Many similar elements were at work in the failed Soviet coup of last August: The reactionary officials ("patriots of an endangered order," one reporter called them). The censorship. The search for enemies. The reimposition of a party line. The appeal to the glories and greatness of another time and the attempt at restoration.

But the coup will fail in the Catholic church over the long term for the same reasons that it failed so abruptly in the Soviet Union.

It will fail, first, because history cannot be reversed. The struggle within the Catholic church between reformers and reactionaries is not a struggle between two different views of the future -- a crucial point about the Soviet coup made by Zbigniew Brzezinski. The struggle within the Catholic church is between the future and the past.
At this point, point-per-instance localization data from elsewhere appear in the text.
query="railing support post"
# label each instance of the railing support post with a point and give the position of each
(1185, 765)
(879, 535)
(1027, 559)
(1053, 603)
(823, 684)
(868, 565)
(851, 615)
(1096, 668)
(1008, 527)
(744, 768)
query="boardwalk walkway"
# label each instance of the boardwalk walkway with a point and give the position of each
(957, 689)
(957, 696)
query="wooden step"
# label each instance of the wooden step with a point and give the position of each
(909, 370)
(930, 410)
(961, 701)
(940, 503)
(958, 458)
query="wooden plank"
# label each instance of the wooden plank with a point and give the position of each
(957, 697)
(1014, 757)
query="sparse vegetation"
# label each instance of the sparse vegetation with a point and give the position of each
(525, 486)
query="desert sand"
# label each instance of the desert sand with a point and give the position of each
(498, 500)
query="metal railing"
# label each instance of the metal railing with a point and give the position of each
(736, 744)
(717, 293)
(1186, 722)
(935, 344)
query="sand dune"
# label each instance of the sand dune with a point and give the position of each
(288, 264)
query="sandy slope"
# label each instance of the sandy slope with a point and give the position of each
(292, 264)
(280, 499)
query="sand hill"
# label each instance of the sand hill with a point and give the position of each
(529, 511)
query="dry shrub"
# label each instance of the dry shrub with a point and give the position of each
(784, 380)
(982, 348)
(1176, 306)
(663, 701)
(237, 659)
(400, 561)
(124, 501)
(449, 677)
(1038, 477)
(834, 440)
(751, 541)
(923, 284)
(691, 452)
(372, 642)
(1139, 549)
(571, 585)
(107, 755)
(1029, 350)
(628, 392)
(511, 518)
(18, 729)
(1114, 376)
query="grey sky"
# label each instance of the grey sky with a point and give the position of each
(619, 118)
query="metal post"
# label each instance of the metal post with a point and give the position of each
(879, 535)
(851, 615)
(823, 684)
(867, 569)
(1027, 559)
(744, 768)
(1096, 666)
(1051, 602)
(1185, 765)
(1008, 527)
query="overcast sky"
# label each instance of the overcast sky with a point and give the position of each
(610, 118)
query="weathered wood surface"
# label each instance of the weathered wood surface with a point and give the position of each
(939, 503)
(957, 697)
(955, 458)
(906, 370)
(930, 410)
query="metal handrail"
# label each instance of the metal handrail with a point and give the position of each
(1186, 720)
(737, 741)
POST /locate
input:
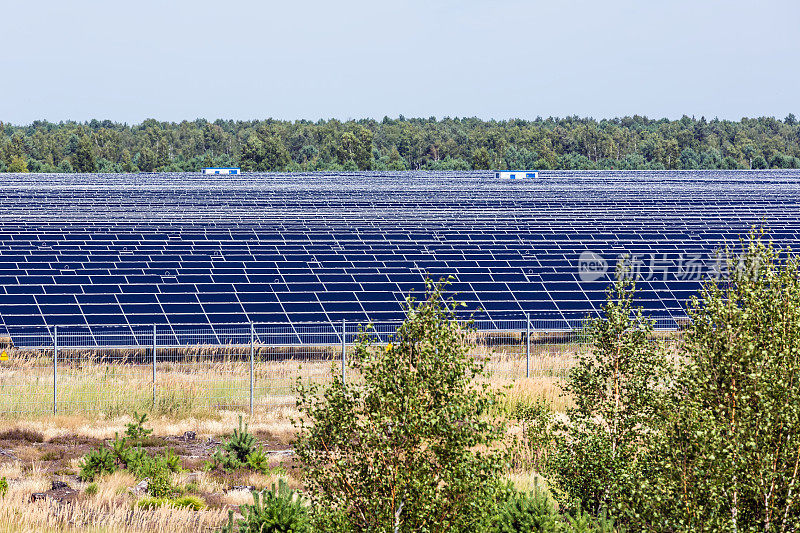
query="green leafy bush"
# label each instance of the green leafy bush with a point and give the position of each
(157, 469)
(397, 449)
(277, 511)
(727, 457)
(618, 385)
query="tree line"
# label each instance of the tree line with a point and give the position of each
(571, 143)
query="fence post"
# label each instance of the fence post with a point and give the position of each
(154, 365)
(252, 357)
(55, 368)
(344, 351)
(527, 345)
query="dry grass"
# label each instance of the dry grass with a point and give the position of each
(117, 514)
(206, 395)
(207, 381)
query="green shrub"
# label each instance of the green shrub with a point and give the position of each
(528, 512)
(277, 511)
(194, 503)
(727, 458)
(239, 451)
(618, 385)
(96, 463)
(258, 461)
(157, 469)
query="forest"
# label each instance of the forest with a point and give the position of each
(571, 143)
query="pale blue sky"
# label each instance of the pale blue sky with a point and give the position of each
(240, 59)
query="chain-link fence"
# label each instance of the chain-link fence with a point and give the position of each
(197, 369)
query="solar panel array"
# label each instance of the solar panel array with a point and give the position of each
(174, 249)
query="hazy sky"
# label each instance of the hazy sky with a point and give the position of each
(245, 59)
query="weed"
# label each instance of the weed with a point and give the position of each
(193, 503)
(26, 435)
(96, 463)
(136, 430)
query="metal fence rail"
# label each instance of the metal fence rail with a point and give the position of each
(161, 368)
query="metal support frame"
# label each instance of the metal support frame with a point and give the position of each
(55, 369)
(527, 345)
(154, 364)
(344, 352)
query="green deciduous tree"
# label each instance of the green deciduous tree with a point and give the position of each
(82, 158)
(397, 449)
(480, 159)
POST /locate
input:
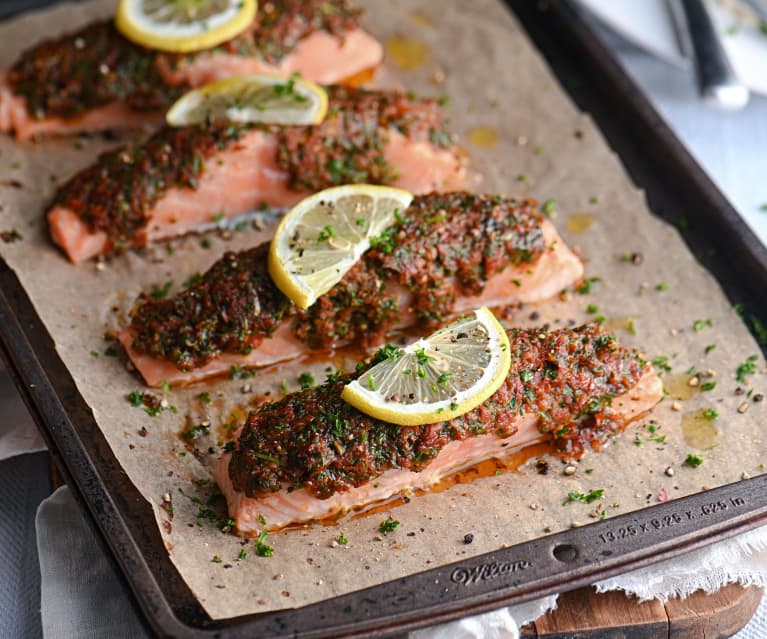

Second, the Catholic coup will fail because of the widening gap between the hierarchy of the church and its rank-and-file membership. As Foreign Minister Eduard Shevardnadze observed, the Soviet coup failed because the coup plotters did not understand that "the years of perestroika had rid [the people] of fear. . . . And since [the people] were different and [the hard-liners] had remained the same, they could not conquer" the people in the end.

That is also the case in the Catholic church. The people have changed; the leadership, by and large, has not. The pope and his appointees may want to go back, but the majority of the people do not.

This Catholic coup will fail, third, because it is predicated on the astonishingly naive assumption that outmoded authoritarian structures can be resuscitated and sustained within a large, multicultural, international body like the Catholic church. But authoritarian structures are collapsing everywhere, from Albania to Zambia. They are a thing of the past, not of the future.

As the struggle for freedom and self-determination continuous to move inexorably forward, the world's holdouts are a diminishing lot -- Fidel Castro and the butchers of Tiananmen Square, for example.

The Vatican should be in better company.

The Rev. Richard P. McBrien, a theology professor at the University of Notre Dame and former chairman of its theology department, has written extensively on matters relating to the Catholic church.